Dia mengatakan, Gapmmi sendiri memiliki sekitar 450 anggota yang terdiri dari para pelaku usaha dan sebagian besar sudah bersertifikat halal. Namun, dia tidak memiliki data terkait jumlah perusahaan yang sudah memiliki sertifikat halal lantaran pengajuannya langsung dilakukan perusahaan masing-masing kepada LPPOM MUI.
Dalam mendukung pemerintah mewujudkan UU JPH tersebut, dia mengatakan Gapmmi akan melakukan sosialisasi terhadap anggotanya, terutama bagi para pelaku usaha yang belum mengajukan sertifikat halal.
"Gapmmi akan membantu pemerintah dengan sosialisasi dalam pertemuan dengan anggota. Dalam waktu dekat, kami akan lakukan itu kepada anggota Gappmi," kata Rahmat, saat dihubungi Republika.co.id, Selasa (15/10).
Dia melanjutkan, bahwa animo untuk mengajukan sertifikat halal umumnya datang dari perusahaan makanan dan minuman yang besar.
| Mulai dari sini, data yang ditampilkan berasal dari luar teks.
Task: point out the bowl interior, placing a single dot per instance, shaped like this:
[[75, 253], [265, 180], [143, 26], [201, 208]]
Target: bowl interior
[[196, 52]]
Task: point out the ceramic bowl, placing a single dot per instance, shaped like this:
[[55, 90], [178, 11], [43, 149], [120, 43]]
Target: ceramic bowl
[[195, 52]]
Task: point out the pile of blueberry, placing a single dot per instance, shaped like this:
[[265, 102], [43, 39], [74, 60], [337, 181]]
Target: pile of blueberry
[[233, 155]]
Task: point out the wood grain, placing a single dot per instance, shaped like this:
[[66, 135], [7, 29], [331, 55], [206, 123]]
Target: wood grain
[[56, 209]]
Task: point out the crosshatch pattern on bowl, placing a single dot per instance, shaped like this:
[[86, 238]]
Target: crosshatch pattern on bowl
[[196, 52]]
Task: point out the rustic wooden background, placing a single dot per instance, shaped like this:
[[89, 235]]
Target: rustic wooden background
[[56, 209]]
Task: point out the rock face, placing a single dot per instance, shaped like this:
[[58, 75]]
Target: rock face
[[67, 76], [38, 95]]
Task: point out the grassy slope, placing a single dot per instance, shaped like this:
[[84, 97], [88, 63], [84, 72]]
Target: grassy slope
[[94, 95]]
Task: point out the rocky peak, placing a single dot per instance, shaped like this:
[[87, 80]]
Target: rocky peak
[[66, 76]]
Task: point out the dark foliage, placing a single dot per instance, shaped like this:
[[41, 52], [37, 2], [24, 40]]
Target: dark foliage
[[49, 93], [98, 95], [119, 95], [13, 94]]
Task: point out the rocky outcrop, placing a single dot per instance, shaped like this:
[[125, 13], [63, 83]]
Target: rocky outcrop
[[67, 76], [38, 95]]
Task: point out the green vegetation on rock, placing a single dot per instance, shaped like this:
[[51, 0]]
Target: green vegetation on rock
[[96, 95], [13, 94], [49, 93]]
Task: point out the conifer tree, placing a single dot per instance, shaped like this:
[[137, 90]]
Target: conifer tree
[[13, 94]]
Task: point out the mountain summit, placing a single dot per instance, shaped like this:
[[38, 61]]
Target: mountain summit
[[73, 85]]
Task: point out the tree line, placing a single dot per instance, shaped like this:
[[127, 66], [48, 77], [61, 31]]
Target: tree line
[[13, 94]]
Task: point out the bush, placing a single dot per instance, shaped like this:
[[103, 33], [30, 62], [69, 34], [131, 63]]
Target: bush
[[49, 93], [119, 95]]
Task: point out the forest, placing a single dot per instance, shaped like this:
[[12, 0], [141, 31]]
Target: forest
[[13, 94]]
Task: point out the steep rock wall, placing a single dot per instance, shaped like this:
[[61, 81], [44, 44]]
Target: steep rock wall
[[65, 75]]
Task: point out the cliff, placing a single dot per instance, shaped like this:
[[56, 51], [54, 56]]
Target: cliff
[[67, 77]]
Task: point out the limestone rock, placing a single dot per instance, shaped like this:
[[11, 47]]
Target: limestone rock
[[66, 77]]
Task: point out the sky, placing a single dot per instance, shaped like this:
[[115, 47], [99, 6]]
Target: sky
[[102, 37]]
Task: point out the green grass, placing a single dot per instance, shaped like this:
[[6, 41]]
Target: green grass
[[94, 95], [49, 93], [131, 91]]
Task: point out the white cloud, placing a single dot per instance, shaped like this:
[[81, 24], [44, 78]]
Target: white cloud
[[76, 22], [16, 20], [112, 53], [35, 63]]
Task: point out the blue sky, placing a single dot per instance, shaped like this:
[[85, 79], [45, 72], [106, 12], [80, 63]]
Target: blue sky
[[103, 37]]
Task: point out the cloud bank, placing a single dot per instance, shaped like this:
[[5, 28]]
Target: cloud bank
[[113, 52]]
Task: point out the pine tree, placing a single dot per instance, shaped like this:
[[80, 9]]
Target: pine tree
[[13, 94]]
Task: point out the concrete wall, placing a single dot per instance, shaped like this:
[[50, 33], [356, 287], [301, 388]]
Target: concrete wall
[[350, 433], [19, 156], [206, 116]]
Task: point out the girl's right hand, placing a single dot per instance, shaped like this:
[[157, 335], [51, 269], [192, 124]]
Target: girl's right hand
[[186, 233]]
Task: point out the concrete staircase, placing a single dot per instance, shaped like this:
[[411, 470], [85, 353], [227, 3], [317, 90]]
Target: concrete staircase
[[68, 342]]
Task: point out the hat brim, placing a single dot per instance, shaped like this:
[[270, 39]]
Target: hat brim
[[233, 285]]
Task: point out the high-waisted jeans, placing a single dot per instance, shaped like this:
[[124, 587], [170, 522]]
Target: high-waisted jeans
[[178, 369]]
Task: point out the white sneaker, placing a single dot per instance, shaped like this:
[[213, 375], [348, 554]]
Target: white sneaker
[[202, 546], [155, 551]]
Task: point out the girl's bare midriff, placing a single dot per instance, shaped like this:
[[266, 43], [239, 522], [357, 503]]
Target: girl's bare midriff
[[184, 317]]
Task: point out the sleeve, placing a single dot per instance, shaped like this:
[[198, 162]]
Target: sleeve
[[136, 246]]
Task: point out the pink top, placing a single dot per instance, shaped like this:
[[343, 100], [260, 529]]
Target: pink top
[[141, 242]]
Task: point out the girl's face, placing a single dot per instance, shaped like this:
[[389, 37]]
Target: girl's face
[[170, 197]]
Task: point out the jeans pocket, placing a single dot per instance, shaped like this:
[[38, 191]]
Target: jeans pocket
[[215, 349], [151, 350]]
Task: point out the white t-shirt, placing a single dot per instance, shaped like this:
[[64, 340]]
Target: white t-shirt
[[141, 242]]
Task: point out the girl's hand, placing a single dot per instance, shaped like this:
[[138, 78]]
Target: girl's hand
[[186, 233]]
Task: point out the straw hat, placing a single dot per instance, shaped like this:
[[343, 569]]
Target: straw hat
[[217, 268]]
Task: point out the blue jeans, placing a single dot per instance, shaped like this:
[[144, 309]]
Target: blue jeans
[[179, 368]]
Pasalnya, mereka memang berkepentingan agar produknya bersertifikat halal sebagai bentuk komunikasi dengan para konsumennya.
Menurut data BPS, jumlah perusahaan menengah dan besar untuk makanan dan minuman ada sekitar 6.000. Sedangkan pelaku usaha usaha mikro, kecil, dan menengah (UMKM) ialah lebih dari 1,6 juta. Dengan demikian, menurutnya, ada lebih dari 1,6 juta pelaku UMKM yang belum bersertifikat halal.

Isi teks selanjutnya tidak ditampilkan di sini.